# How to convert a RCA Composite cable into a RG6 Coaxial cable?



## greghar

Doe anyone know how to convert a RCA Composite cable into a RG6 Coaxial cable connection without the use of an RF modulator? My second Tv is older but in good shape and only has one input fot the coaxial cable. I want to connect a dvd player to it and don't want to use an RF modulator for the connection since I will lose the steroe signal with the audio that way.

Is there a way to connect the RCA cable using a wall plate or some cable converter or something? Please let me know. Thanks.


----------



## Chris15

If you only have an RF (antenna) input, then a modulator is the only way you can get a signal in.

You can get stereo modulators, at least for PAL, don't know about NTSC but they cost a bit more...


----------



## epimetheus

I'm pretty sure you can get stereo NTSC RF modulators. Most RF mods I've seen have the standard yellow, white, and red RCA jacks. I've never bothered to check and see if they truly output stereo over the coax though.


----------



## renegadeblack

epimetheus said:


> I'm pretty sure you can get stereo NTSC RF modulators. Most RF mods I've seen have the standard yellow, white, and red RCA jacks. I've never bothered to check and see if they truly output stereo over the coax though.



They do... I used one for some game console and a dvd player. The dvd player only had mono out and the game console had stereo out. When I plugged the dvd player in, it only came through the left being it had one out, and the game console was stereo. So I definitely see no reason not to use an RF mod.


----------



## coldnorth57

try this they make adpters...
RF Coax Connectors and Adapters: UHF, BNC, TNC, F, N, SMA, Twinax, RCA, Motorola, PAL


----------



## Chris15

coldnorth57 said:


> try this they make adpters...
> RF Coax Connectors and Adapters: UHF, BNC, TNC, F, N, SMA, Twinax, RCA, Motorola, PAL



An adapter will change the connector type but will not convert the signal type which is required in this case.

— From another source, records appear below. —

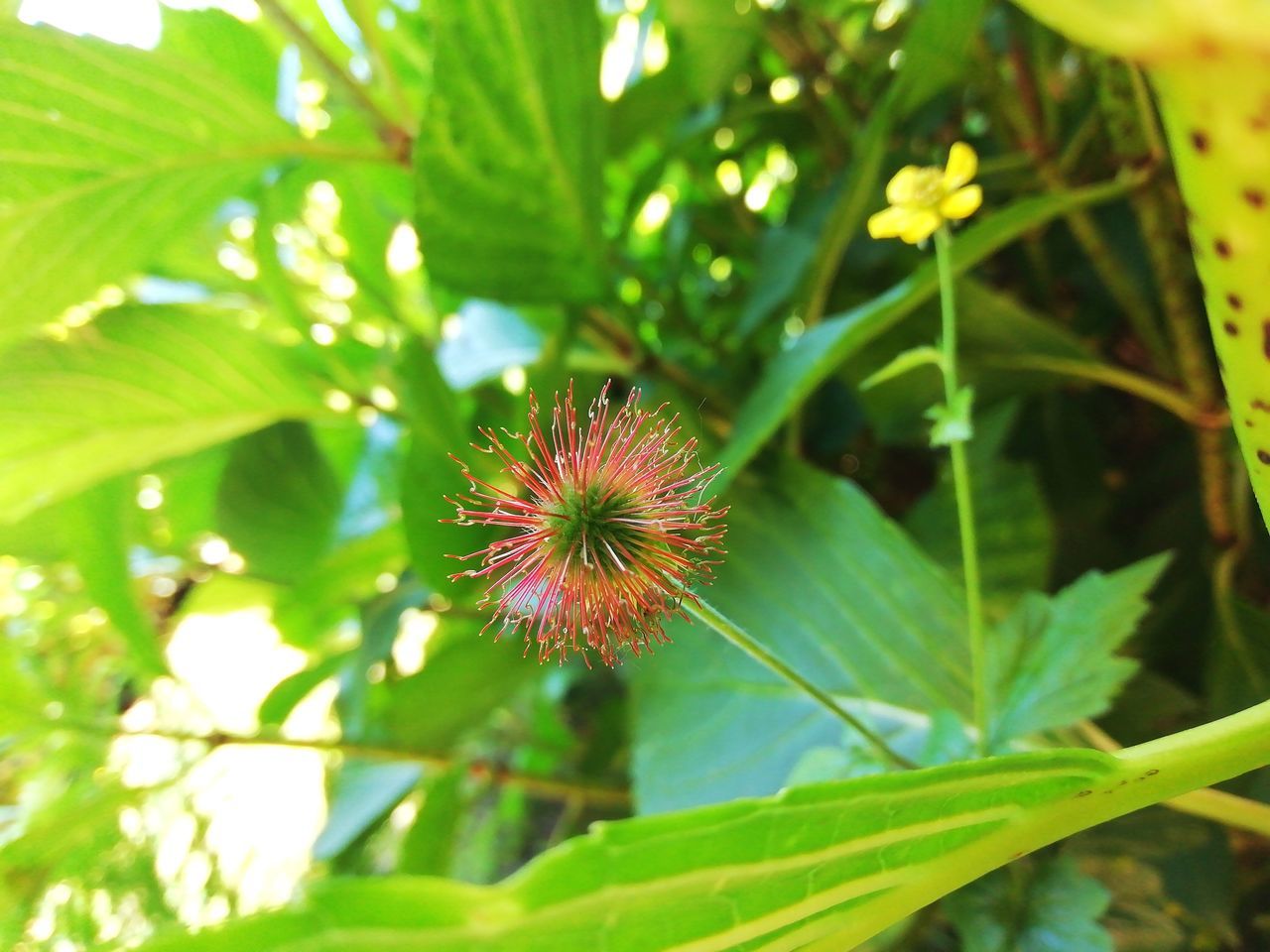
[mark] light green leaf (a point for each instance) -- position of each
(278, 502)
(952, 422)
(714, 40)
(902, 363)
(94, 530)
(1056, 655)
(795, 373)
(1039, 906)
(105, 153)
(832, 864)
(508, 159)
(362, 797)
(136, 386)
(830, 585)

You can't take 3 signals, Video and stereo audio, and magically make them into one with an adapter, you need some active electronics, and the RF tuner in the TV will not be able to process the baseband signals anyway, it simply will not work.


----------



## ruinexplorer

To put it another way, take for example a tourist. If the tourist goes to another country, he can wear the clothes of that country but the clothes don't allow him to speak the native language. A cable merely transmits a signal, the equipment on either side of the must speak the same language. Here's an example of a stereo RF modulator that would solve your issue.


----------



## greghar

Thanks for the information! However, all the RF modualtors I've seen only output a mono signal. Would you be able to suggest one or two that provide a stereo output?


----------



## Footer

If you can't find one, there is another option.... 

Buy a new TV and stop invensting money in old technology. 

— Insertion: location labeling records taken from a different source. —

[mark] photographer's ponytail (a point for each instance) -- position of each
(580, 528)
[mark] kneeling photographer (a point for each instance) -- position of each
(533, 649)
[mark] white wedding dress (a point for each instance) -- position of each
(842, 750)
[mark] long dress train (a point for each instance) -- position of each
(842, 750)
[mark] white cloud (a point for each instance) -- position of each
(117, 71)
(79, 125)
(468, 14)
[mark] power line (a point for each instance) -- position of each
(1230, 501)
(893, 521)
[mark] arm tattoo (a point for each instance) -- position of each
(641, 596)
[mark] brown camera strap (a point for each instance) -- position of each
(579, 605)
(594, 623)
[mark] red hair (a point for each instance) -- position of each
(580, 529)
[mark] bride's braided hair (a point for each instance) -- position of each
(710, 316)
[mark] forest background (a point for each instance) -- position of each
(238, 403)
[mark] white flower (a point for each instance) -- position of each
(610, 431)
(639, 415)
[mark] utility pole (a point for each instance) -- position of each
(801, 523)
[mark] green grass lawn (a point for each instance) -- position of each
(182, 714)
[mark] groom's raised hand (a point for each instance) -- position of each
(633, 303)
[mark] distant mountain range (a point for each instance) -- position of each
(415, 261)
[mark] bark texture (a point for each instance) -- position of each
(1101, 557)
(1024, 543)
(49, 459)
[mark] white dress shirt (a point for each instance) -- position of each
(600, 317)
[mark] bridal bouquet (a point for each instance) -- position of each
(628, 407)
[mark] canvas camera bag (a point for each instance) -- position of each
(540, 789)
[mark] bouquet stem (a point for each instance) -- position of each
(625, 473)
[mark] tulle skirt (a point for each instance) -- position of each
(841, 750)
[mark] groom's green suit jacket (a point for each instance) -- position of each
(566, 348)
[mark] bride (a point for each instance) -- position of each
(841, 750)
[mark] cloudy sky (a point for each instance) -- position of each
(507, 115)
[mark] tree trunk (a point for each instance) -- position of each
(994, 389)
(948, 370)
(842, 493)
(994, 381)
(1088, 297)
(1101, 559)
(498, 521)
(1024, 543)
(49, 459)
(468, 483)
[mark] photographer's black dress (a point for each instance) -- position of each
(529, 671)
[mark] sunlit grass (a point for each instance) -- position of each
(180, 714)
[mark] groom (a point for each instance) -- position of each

VIZIO - VA19L - 19" LCD TV - 720p


----------



## avkid

The $40 RF modulator I got from Radio Shack 5 years ago is stereo.
(BTW, stereo is overrated)


----------



## museav

greghar said:


> Doe anyone know how to convert a RCA Composite cable into a RG6 Coaxial cable connection without the use of an RF modulator?


As has been suggested, the cable is one aspect, the connector a separate one and the signal carried yet another. A signal path is defined by all three, but they are separate descriptors.

In this case, the coax connection on the TV seems to be for a NTSC RF signal, so you have to send it a RF signal regardless of the cables and connectors involved. I think something like the low cost stereo RF modulator the Ruin noted may be your best bet.


----------



## MisterTim

Just use a VCR if you're looking for a low-budget solution.


----------



## zuixro

You could use an RF modulator for the video, and run the audio to a separate receiver.


----------



## WooferHound

Use any old VCR to convert your signal
set the VCR to Video input and take the output from the coax connector 
plus most VCRs are Stereo too . . .


----------



## museav

WooferHound said:


> Use any old VCR to convert your signal
> set the VCR to Video input and take the output from the coax connector
> plus most VCRs are Stereo too . . .


This has been a very economical approach and many may still have old VCRs with NTSC tuners laying around. However, I just looked at Best Buy's web site and of the 8 'VCR' devices listed, 5 are factory refurbished items, the least expensive of which is twice the cost of the modulator suggested. The 3 new items are all upconverting VCR/DVD combos, I think only one even includes any RF component and that is a $240+ unit with an ATSC tuner. So while using an old VCR as an analog RF modulator may still be an economical solution for many, it possibly is also a decreasingly practical one. Sort of like suggesting using film or slides in lieu of an LCD or DLP projector, technically sound but increasingly impractical to implement due to the equipment involved and changes in technology.


----------



## WooferHound

VCRs are cheap
go to the Second Hand thrift store and get one for 3-10 dollars.
I have a couple laying around that I will send for the cost of shipping
Look on the side of the road in the trash

It isn't mentioned if the end result needs to be in NTSC or ATSC ?
that will make a difference . . .


----------